Via Wired.com -
Convicted TJX hacker Albert Gonzalez was sentenced to 20 years in prison on Thursday for leading a gang of cyberthieves who stole more than 90 million credit and debit card numbers from TJX and other retailers.
The sentence for the largest and costliest computer-crime case ever prosecuted is the longest ever imposed in a hacking or identity-theft case. And it is among the longest imposed for a financial crime. It beats out a sentence recently imposed on hacker Max Ray Vision, who received 13 years in prison for similar crimes.
Gonzalez, 28, who dubbed his criminal enterprise “Operation Get Rich or Die Tryin’,” argued in court filings that his only motive was technical curiosity and an obsession with conquering computer networks.

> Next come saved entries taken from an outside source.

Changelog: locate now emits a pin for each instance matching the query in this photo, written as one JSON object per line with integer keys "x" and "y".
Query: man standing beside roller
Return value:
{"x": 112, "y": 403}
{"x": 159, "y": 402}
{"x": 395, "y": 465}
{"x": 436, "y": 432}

But chat logs the government obtained showed Gonzalez confiding in one of his accomplices that his goal was to earn $15 million from his schemes, buy a yacht and then retire.
The government claimed in its sentencing memo that companies, banks and insurers lost close to $200 million, and that Gonzalez’s credit and debit card thefts “victimized a group of people whose population exceeded that of many major cities and some states.”
Gonzalez’s crimes were committed mostly between 2005 and 2008 while he was drawing a $75,000 salary working for the U.S. Secret Service as a paid undercover informant.
The sentence relates to hacks into TJX, Office Max, Dave & Busters restaurant chain, Barnes & Noble and a string of other companies.